Only advantage I see would be the money savings vs buying indiviual canters.


----------



## xalky (Dec 14, 2013)

JPigg55 said:


> Anyone use an interchangable live center ???
> Shopping for centers on eBay, I ran across quite a few.
> Are they more likely to have accuracy errrors vs individual centers vdue to the 2 different tapers ??? (Adapter into tailstock and center point into adapter)
> Are there any that one could use the individual dead center points without the live center adapter ??? ie same taper ???
> Only advantage I see would be the money savings vs buying indiviual canters.

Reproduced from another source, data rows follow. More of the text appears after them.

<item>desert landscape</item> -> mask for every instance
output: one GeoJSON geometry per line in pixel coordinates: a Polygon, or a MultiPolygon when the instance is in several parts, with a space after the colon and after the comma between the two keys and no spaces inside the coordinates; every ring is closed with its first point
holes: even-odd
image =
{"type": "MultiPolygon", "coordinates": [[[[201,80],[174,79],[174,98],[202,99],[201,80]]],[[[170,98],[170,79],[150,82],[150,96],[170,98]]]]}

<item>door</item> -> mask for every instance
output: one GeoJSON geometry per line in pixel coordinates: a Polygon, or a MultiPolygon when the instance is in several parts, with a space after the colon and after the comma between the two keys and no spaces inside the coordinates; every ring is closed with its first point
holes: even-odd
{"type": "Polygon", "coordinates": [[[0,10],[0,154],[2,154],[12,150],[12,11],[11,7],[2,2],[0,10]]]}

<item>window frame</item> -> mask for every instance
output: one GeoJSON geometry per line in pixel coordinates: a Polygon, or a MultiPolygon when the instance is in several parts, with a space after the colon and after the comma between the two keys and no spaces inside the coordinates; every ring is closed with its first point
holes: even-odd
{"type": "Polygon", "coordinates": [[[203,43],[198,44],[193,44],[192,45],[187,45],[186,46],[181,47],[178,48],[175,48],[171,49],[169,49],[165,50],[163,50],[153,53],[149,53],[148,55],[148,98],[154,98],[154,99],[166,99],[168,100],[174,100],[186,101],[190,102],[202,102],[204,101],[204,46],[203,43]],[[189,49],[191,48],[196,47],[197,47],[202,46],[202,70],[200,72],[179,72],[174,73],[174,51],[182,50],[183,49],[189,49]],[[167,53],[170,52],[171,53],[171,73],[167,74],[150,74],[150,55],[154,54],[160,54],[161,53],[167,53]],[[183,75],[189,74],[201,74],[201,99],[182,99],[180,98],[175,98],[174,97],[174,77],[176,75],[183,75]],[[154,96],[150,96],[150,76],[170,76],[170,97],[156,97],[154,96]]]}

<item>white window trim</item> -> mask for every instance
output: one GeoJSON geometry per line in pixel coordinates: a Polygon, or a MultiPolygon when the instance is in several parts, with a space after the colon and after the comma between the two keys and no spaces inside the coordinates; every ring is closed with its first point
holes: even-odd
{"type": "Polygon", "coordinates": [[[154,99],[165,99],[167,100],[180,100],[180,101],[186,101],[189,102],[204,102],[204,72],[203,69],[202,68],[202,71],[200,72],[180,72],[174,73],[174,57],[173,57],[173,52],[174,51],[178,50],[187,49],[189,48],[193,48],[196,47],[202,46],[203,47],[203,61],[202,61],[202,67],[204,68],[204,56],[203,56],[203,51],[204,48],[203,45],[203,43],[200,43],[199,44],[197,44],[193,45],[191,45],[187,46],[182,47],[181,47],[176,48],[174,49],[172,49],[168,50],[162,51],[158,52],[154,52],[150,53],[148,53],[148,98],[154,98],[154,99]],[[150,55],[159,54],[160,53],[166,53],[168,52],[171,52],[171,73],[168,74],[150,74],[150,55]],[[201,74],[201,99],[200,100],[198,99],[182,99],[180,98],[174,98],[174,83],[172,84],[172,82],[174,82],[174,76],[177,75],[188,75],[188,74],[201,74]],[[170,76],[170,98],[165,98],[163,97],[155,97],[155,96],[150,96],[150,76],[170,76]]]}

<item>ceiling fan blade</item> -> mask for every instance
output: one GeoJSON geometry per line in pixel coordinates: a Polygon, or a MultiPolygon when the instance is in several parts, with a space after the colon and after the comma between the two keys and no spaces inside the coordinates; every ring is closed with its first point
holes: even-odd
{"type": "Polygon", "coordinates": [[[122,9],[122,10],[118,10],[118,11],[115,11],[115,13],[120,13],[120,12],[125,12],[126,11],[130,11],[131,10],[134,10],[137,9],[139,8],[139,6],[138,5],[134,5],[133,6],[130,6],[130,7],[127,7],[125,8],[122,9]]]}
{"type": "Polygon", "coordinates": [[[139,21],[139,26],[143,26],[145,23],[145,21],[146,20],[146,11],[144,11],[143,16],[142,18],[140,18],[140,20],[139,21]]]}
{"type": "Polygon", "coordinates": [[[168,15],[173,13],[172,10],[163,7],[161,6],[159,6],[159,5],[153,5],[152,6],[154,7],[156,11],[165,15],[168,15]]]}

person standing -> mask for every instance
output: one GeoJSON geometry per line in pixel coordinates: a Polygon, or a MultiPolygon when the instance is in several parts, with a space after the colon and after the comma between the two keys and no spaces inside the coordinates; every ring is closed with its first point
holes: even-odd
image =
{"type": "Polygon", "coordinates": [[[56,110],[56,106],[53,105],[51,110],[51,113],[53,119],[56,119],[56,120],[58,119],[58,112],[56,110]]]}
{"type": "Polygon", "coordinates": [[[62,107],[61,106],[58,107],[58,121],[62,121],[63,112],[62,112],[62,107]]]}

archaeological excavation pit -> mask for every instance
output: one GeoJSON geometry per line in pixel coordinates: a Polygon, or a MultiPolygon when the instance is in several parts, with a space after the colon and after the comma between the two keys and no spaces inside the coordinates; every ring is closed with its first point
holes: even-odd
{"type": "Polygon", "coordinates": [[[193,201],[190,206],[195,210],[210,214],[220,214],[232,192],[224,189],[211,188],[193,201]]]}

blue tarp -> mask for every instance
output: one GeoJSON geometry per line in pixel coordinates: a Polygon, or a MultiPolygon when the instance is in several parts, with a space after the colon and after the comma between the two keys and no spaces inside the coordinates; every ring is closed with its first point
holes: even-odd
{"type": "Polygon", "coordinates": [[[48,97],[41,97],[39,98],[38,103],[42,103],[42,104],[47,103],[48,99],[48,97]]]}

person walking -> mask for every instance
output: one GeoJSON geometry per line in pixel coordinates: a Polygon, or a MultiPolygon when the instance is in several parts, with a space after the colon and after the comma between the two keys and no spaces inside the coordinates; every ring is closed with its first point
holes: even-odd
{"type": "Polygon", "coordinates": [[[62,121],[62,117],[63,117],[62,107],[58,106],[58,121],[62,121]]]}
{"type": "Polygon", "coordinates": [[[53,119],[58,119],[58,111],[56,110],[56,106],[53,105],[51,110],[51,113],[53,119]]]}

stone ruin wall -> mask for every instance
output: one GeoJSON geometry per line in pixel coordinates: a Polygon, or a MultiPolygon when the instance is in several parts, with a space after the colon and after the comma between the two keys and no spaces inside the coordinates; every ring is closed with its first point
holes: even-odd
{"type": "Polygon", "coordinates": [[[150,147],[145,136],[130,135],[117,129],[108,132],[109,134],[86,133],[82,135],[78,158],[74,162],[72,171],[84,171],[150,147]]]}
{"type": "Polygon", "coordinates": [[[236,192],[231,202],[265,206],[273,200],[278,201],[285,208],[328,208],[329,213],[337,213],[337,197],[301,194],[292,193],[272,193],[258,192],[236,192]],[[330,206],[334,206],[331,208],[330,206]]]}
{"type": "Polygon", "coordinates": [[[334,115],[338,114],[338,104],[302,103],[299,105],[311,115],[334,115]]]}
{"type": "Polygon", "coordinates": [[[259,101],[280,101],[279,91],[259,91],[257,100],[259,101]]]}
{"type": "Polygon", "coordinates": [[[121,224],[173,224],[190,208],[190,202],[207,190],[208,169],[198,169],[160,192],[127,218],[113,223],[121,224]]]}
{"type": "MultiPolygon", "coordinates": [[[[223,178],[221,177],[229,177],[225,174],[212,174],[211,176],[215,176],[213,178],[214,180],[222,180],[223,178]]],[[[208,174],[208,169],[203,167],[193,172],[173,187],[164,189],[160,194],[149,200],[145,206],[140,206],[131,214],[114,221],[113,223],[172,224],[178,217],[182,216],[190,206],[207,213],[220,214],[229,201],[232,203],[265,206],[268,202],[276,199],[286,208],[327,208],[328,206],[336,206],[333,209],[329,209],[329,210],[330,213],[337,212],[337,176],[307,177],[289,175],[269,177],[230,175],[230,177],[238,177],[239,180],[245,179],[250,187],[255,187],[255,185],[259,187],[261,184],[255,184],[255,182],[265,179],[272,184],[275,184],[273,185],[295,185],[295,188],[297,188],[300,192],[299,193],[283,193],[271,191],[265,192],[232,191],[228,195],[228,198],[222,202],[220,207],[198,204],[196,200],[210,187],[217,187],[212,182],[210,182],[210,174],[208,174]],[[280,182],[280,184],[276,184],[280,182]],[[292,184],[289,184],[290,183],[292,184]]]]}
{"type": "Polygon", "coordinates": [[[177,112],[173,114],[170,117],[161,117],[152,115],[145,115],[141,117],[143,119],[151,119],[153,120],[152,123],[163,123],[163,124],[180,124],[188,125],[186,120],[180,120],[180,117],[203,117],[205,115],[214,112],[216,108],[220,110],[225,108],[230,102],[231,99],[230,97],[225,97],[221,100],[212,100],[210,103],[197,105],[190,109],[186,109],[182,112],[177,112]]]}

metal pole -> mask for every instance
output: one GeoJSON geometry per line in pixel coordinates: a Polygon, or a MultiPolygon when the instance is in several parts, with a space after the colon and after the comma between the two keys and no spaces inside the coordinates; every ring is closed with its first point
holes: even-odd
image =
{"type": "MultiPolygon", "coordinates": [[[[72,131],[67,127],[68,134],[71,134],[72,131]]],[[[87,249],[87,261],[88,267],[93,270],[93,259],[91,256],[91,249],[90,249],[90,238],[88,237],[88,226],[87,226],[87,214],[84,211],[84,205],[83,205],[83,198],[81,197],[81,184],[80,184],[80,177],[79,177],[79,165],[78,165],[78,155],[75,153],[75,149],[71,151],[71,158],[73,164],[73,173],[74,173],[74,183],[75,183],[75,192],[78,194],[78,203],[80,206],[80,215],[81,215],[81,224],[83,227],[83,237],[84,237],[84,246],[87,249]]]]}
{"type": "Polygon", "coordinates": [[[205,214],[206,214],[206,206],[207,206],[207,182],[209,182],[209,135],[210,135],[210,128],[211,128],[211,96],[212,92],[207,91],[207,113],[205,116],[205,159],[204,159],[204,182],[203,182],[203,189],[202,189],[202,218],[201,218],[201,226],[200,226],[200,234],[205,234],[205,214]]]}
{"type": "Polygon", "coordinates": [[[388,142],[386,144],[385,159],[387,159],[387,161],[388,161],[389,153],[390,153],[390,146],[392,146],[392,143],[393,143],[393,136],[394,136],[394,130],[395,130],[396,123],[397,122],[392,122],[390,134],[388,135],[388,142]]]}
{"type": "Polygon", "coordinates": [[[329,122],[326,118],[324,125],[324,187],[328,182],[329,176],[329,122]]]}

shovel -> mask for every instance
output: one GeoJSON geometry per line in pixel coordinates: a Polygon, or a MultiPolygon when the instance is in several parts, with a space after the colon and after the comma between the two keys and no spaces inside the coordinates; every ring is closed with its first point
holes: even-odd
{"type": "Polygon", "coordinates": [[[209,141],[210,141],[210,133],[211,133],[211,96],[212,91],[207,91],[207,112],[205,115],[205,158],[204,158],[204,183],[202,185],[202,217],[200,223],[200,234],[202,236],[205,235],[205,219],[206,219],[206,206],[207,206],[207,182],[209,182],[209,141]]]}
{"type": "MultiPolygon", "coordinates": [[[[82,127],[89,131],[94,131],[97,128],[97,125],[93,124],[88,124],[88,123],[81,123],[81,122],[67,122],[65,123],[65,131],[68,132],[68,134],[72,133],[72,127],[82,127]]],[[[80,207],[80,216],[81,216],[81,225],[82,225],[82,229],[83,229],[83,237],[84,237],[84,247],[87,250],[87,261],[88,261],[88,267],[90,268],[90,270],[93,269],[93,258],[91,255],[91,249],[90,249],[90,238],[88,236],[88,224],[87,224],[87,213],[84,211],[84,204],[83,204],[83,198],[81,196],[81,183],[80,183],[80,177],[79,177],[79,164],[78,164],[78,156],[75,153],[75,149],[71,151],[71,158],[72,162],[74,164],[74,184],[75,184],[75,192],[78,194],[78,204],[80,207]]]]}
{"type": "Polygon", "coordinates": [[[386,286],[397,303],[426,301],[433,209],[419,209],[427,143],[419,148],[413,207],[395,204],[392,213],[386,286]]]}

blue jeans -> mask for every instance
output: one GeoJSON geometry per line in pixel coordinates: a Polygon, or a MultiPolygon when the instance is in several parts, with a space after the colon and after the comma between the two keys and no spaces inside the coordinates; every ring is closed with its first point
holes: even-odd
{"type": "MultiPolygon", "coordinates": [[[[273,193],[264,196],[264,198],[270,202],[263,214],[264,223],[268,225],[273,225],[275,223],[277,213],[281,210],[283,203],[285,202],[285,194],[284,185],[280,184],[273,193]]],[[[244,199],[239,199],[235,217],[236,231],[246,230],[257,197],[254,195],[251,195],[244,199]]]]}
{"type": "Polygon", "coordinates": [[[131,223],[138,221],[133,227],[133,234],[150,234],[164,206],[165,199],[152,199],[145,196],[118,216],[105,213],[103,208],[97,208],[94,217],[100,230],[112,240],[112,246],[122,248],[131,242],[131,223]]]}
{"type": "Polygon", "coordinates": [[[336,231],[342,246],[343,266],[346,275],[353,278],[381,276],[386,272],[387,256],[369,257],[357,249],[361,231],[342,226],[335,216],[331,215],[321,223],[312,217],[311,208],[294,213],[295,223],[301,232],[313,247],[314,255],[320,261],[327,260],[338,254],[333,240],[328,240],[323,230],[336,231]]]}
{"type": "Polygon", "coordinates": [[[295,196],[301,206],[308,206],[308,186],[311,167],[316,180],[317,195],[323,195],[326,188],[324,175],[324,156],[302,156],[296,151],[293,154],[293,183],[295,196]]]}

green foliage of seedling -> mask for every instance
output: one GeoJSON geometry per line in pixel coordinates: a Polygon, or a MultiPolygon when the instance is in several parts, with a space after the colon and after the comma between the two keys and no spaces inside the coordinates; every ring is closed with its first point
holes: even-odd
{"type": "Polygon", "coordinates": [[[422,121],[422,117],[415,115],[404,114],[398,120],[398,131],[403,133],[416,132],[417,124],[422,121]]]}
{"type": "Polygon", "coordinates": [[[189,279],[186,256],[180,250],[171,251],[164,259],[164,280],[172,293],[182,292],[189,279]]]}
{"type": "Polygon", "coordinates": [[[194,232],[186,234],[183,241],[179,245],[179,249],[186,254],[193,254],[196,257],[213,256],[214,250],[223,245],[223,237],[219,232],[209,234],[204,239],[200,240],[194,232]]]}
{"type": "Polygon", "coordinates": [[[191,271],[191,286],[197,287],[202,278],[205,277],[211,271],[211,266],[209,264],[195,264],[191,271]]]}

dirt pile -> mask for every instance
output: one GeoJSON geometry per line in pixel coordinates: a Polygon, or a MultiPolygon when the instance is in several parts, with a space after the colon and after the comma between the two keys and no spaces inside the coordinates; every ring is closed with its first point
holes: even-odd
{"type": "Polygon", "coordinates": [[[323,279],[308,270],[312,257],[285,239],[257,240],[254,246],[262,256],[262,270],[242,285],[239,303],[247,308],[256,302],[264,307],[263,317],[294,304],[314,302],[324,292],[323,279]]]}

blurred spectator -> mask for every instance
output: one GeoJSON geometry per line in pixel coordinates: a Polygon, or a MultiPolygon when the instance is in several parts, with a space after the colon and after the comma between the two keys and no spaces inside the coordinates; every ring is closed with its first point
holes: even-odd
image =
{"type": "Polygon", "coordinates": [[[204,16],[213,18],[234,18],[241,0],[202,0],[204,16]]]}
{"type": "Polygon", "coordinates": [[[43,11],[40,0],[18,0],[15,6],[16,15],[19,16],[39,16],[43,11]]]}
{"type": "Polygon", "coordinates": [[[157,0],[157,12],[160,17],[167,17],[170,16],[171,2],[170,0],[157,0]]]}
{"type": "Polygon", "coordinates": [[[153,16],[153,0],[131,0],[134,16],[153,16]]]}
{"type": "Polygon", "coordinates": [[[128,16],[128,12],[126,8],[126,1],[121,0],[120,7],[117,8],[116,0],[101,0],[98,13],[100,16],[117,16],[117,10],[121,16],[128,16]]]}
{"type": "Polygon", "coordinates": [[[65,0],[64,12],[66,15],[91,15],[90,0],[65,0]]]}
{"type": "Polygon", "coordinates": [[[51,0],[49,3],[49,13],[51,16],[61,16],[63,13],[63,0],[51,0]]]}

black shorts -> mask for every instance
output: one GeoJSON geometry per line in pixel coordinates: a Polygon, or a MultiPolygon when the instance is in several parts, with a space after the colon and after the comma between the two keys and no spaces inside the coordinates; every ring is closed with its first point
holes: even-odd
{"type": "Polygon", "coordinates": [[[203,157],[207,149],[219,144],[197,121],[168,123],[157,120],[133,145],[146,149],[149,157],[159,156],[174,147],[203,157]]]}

 Like anything else the, the potential for more errors is there just as the potential of a live center vs a dead center, A dead center will be more accurate theoretically.. I wouldn't hesitate to buy a combo kit just because of the large tube centers available with them. You could always buy something more accurate later should you find the accuracy to be not up to par. If your running a 3 jaw chuck, it's doubtful that the center would be worse than the chuck.


----------



## JPigg55 (Dec 14, 2013)

Thanks Xalky,
How about the second question ???
Do any of the sets have interchangable centers that are the same taper as the live adapter ???
Was wondering since it occured to me that one could use the inserts as dead centers if they were.


----------



## xalky (Dec 14, 2013)

JPigg55 said:


> Thanks Xalky,
> How about the second question ???
> Do any of the sets have interchangable centers that are the same taper as the live adapter ???
> Was wondering since it occured to me that one could use the inserts as dead centers if they were.


 I don't know...sorry.


----------



## george wilson (Dec 15, 2013)

I haven't seen any interchangeable center sets that are particularly accurate. There may be in uber expensive sets that I have not seen. Above my pay grade,though.


----------



## flutedchamber (Dec 15, 2013)

Royal makes a nice interchangeable live center that is accurate to .00005.  It's priced from just over $500 to just over $900, depending on the size of the Morse taper.  I believe Bison also makes a quality unit.


----------



## george wilson (Dec 15, 2013)

As I said: Above my pay grade!!


----------



## benmychree (Dec 15, 2013)

I had a Bison set in my business, which I sold a few years ago; the quality was excellent, accuracy was quite adequate, and longevity is still there; I made extra points for specific pipe or tube sizes that were particularly handy. Bottom line, not cheap, but worth every penny, and I wish I'd have brought them home for my home (retirement) shop, although they can be borrowed.  The only thing I do not like about them is the relativly large diametwe of the bearing housing as compared with the needle bearing type that is much smaller; one must hang tools much farther out unsupported to machine small diameter parts, particularly, single point threading when using Aloris tools; this I solved by finding Pratt & Whitney form ground tools with long straight shanks that can be held in an Aloris plain holder.  I have a 19" swing Leblond Regal lathe, so small parts ar a bit of a challenge due to these cleareence issues; it takes a lot of tailstock quill extension to clear the bulk of the Aloris CA holders, especially for thye smaller diameters.  I do, however like having a larger lathe with it's relativly greater ridgidity and no less accuracy than most smaller lathes, except toolroom models, generally.


----------